After that, we multiply the weight vector with the label attention and self-attention matrix. Finally, we splice the label attention matrix and the self-attention matrix after the above processing along the \(i\_th\) label to obtain the attention matrix.

### Denoising mechanism

In this part, we consider the noise problem in medical code allocation. Specifically, ICD code assignment is usually a manual process that takes a long time per patient. Due to inexperienced coders, differences between coders, and incorrect grouping codes, it is also prone to errors. In addition, clinical diagnosis and treatment records are often long texts prone to misspelling or typos, leading to wrong code predictions and affect model performance[25].

Since noise negatively influences the classification results, we consider introducing the denoising mechanism and designing an auxiliary noise model on the classifier. Our target is to identify and prune the noisy samples to improve the quality of classifier training [26].

We leverage the finding that learning on clean labels is more accessible than noise labels [27]. Furthermore, we combine the binary cross entropy loss function [28] and design it as a truncation loss function. Specifically, truncation loss discards large loss samples with dynamic thresholds in each iteration. Our training goal is to minimize the loss between the prediction \(\tilde{y }\) and the target y:

$$\begin{array}{c}{T}_{loss}\left(y,\tilde{y }\right)=\left\{\begin{array}{c}0, {BC}_{loss}(y,\tilde{y })>\varepsilon \cup (\tilde{y }=1)\\ {BC}_{loss}, Otherwise,\end{array}\right.\end{array}$$

(14)

where \(\varepsilon\) denotes the pre-defined threshold and \({BC}_{loss}\) represents the binary cross entropy loss.

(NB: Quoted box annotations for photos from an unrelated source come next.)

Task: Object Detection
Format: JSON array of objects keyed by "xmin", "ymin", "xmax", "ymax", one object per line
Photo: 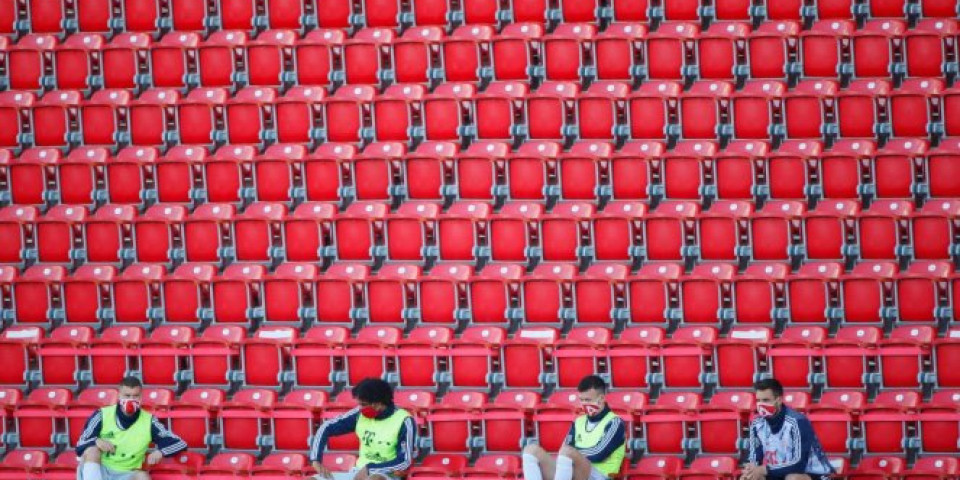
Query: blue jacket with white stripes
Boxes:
[{"xmin": 76, "ymin": 405, "xmax": 187, "ymax": 457}]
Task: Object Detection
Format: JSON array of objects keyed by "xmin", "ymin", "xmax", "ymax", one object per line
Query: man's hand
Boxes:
[
  {"xmin": 147, "ymin": 450, "xmax": 163, "ymax": 465},
  {"xmin": 313, "ymin": 462, "xmax": 333, "ymax": 478},
  {"xmin": 95, "ymin": 438, "xmax": 117, "ymax": 453}
]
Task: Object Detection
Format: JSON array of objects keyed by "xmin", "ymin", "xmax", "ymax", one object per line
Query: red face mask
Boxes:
[{"xmin": 120, "ymin": 398, "xmax": 140, "ymax": 415}]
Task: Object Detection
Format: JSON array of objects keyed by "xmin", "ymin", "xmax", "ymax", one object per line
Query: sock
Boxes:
[
  {"xmin": 553, "ymin": 455, "xmax": 573, "ymax": 480},
  {"xmin": 80, "ymin": 462, "xmax": 103, "ymax": 480},
  {"xmin": 523, "ymin": 453, "xmax": 543, "ymax": 480}
]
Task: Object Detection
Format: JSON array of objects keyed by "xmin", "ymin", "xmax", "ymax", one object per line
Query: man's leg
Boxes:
[
  {"xmin": 523, "ymin": 444, "xmax": 557, "ymax": 480},
  {"xmin": 80, "ymin": 446, "xmax": 103, "ymax": 480},
  {"xmin": 554, "ymin": 445, "xmax": 593, "ymax": 480}
]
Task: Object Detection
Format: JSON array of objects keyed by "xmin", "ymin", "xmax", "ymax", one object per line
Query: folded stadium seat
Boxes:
[
  {"xmin": 176, "ymin": 88, "xmax": 229, "ymax": 146},
  {"xmin": 641, "ymin": 392, "xmax": 700, "ymax": 454},
  {"xmin": 870, "ymin": 139, "xmax": 929, "ymax": 199},
  {"xmin": 910, "ymin": 200, "xmax": 960, "ymax": 260},
  {"xmin": 268, "ymin": 86, "xmax": 327, "ymax": 146},
  {"xmin": 349, "ymin": 142, "xmax": 407, "ymax": 203},
  {"xmin": 253, "ymin": 144, "xmax": 307, "ymax": 204},
  {"xmin": 272, "ymin": 390, "xmax": 327, "ymax": 452},
  {"xmin": 533, "ymin": 390, "xmax": 579, "ymax": 451},
  {"xmin": 146, "ymin": 451, "xmax": 206, "ymax": 480},
  {"xmin": 551, "ymin": 326, "xmax": 613, "ymax": 388},
  {"xmin": 344, "ymin": 324, "xmax": 400, "ymax": 385},
  {"xmin": 450, "ymin": 324, "xmax": 507, "ymax": 389},
  {"xmin": 521, "ymin": 264, "xmax": 577, "ymax": 326},
  {"xmin": 928, "ymin": 139, "xmax": 960, "ymax": 199},
  {"xmin": 747, "ymin": 20, "xmax": 801, "ymax": 80},
  {"xmin": 680, "ymin": 263, "xmax": 737, "ymax": 328},
  {"xmin": 807, "ymin": 390, "xmax": 867, "ymax": 455},
  {"xmin": 426, "ymin": 391, "xmax": 487, "ymax": 454},
  {"xmin": 156, "ymin": 146, "xmax": 208, "ymax": 204},
  {"xmin": 133, "ymin": 204, "xmax": 187, "ymax": 264},
  {"xmin": 500, "ymin": 326, "xmax": 560, "ymax": 388},
  {"xmin": 32, "ymin": 90, "xmax": 83, "ymax": 148},
  {"xmin": 324, "ymin": 85, "xmax": 376, "ymax": 143},
  {"xmin": 13, "ymin": 265, "xmax": 67, "ymax": 326},
  {"xmin": 492, "ymin": 23, "xmax": 543, "ymax": 83},
  {"xmin": 823, "ymin": 326, "xmax": 883, "ymax": 389},
  {"xmin": 373, "ymin": 84, "xmax": 427, "ymax": 143},
  {"xmin": 246, "ymin": 29, "xmax": 297, "ymax": 87},
  {"xmin": 749, "ymin": 200, "xmax": 806, "ymax": 262},
  {"xmin": 697, "ymin": 200, "xmax": 762, "ymax": 264},
  {"xmin": 0, "ymin": 205, "xmax": 38, "ymax": 266},
  {"xmin": 857, "ymin": 200, "xmax": 913, "ymax": 262},
  {"xmin": 800, "ymin": 19, "xmax": 856, "ymax": 81},
  {"xmin": 316, "ymin": 263, "xmax": 370, "ymax": 325},
  {"xmin": 290, "ymin": 326, "xmax": 350, "ymax": 387},
  {"xmin": 196, "ymin": 452, "xmax": 261, "ymax": 480},
  {"xmin": 396, "ymin": 326, "xmax": 453, "ymax": 390},
  {"xmin": 88, "ymin": 325, "xmax": 147, "ymax": 386},
  {"xmin": 210, "ymin": 264, "xmax": 266, "ymax": 326},
  {"xmin": 183, "ymin": 203, "xmax": 236, "ymax": 263},
  {"xmin": 263, "ymin": 263, "xmax": 318, "ymax": 326},
  {"xmin": 593, "ymin": 23, "xmax": 647, "ymax": 84},
  {"xmin": 890, "ymin": 78, "xmax": 944, "ymax": 138},
  {"xmin": 13, "ymin": 388, "xmax": 73, "ymax": 451},
  {"xmin": 729, "ymin": 80, "xmax": 787, "ymax": 143},
  {"xmin": 853, "ymin": 19, "xmax": 907, "ymax": 79},
  {"xmin": 878, "ymin": 325, "xmax": 937, "ymax": 388},
  {"xmin": 294, "ymin": 29, "xmax": 346, "ymax": 87},
  {"xmin": 662, "ymin": 141, "xmax": 719, "ymax": 204},
  {"xmin": 233, "ymin": 202, "xmax": 287, "ymax": 263},
  {"xmin": 607, "ymin": 326, "xmax": 665, "ymax": 389},
  {"xmin": 283, "ymin": 202, "xmax": 337, "ymax": 262},
  {"xmin": 6, "ymin": 34, "xmax": 59, "ymax": 92},
  {"xmin": 896, "ymin": 261, "xmax": 953, "ymax": 325},
  {"xmin": 664, "ymin": 326, "xmax": 719, "ymax": 390},
  {"xmin": 767, "ymin": 325, "xmax": 827, "ymax": 390},
  {"xmin": 423, "ymin": 83, "xmax": 476, "ymax": 141},
  {"xmin": 647, "ymin": 22, "xmax": 700, "ymax": 83},
  {"xmin": 903, "ymin": 456, "xmax": 960, "ymax": 480},
  {"xmin": 914, "ymin": 391, "xmax": 960, "ymax": 454},
  {"xmin": 149, "ymin": 32, "xmax": 200, "ymax": 88},
  {"xmin": 803, "ymin": 199, "xmax": 860, "ymax": 261},
  {"xmin": 621, "ymin": 455, "xmax": 683, "ymax": 480},
  {"xmin": 904, "ymin": 19, "xmax": 960, "ymax": 82},
  {"xmin": 37, "ymin": 322, "xmax": 94, "ymax": 386},
  {"xmin": 679, "ymin": 81, "xmax": 733, "ymax": 140},
  {"xmin": 0, "ymin": 449, "xmax": 49, "ymax": 480},
  {"xmin": 697, "ymin": 22, "xmax": 751, "ymax": 81},
  {"xmin": 444, "ymin": 25, "xmax": 495, "ymax": 84},
  {"xmin": 127, "ymin": 89, "xmax": 180, "ymax": 146},
  {"xmin": 840, "ymin": 262, "xmax": 899, "ymax": 326}
]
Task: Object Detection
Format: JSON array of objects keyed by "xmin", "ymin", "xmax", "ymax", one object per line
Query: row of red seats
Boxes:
[
  {"xmin": 2, "ymin": 316, "xmax": 960, "ymax": 389},
  {"xmin": 0, "ymin": 19, "xmax": 958, "ymax": 94},
  {"xmin": 3, "ymin": 376, "xmax": 960, "ymax": 455}
]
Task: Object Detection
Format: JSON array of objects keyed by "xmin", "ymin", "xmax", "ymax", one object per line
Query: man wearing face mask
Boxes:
[
  {"xmin": 310, "ymin": 378, "xmax": 417, "ymax": 480},
  {"xmin": 523, "ymin": 375, "xmax": 626, "ymax": 480},
  {"xmin": 740, "ymin": 378, "xmax": 833, "ymax": 480},
  {"xmin": 76, "ymin": 377, "xmax": 187, "ymax": 480}
]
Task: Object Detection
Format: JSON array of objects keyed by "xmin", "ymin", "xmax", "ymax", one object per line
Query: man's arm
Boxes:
[
  {"xmin": 580, "ymin": 417, "xmax": 626, "ymax": 463},
  {"xmin": 367, "ymin": 417, "xmax": 417, "ymax": 475},
  {"xmin": 310, "ymin": 407, "xmax": 360, "ymax": 462},
  {"xmin": 76, "ymin": 410, "xmax": 103, "ymax": 457},
  {"xmin": 150, "ymin": 417, "xmax": 187, "ymax": 457}
]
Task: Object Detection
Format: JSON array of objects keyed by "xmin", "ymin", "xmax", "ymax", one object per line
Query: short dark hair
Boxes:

The truncation loss removes the noise samples whose binary cross entropy loss is larger than \(\varepsilon\). Although this truncation loss is easy to explain and implement, the fixed threshold may not suit the entire training process. Because the noisy feedback typically has large loss values during the early epochs[29], the training loss value decrease as the training iterations increase. To adapt to the overall trend of training loss, we can replace the fixed threshold with a dynamic threshold function \({D}_{T}\), which changes the threshold during the training process.

$${D_{T} = \min \left( {\gamma T,D_{max} } \right),}$$

(15)

where \(D_{max}\) is the upper bound, and \(\gamma\) is a parameter to adjust the speed to achieve the maximum drop rate.

Thus, the training strategy constrains the noise and drives the classifier to learn from the clean training samples. This method can use the dynamic threshold function to truncate the loss value of the high-loss interaction to zero and discard the high-loss noise influence.

### Output layer

In this part, we feed the denoised information V into the classifier. Once we have a comprehensive representation of clinical texts and medical codes, we can build a multi-label text classifier through a multilayer perceptron with two fully connected layers. Then we use the sum-pooling operation to obtain the score \(\widehat{y}\) for the ICD codes. Mathematically speaking, the predicted probability \(\tilde{y }\) of each code can be estimated in the following way:

$$\widehat{y}=pooling\left(V\right), { \widehat{y}}_{i}=\sum_{j=1}^{n}{V}_{ij}, V\in {R}^{n\times k}$$

(16)

$$\tilde{y }=sigmoid\left(\widehat{y}\right)$$

(17)

Finally, the sigmoid function is used to convert the score vector into a probability vector.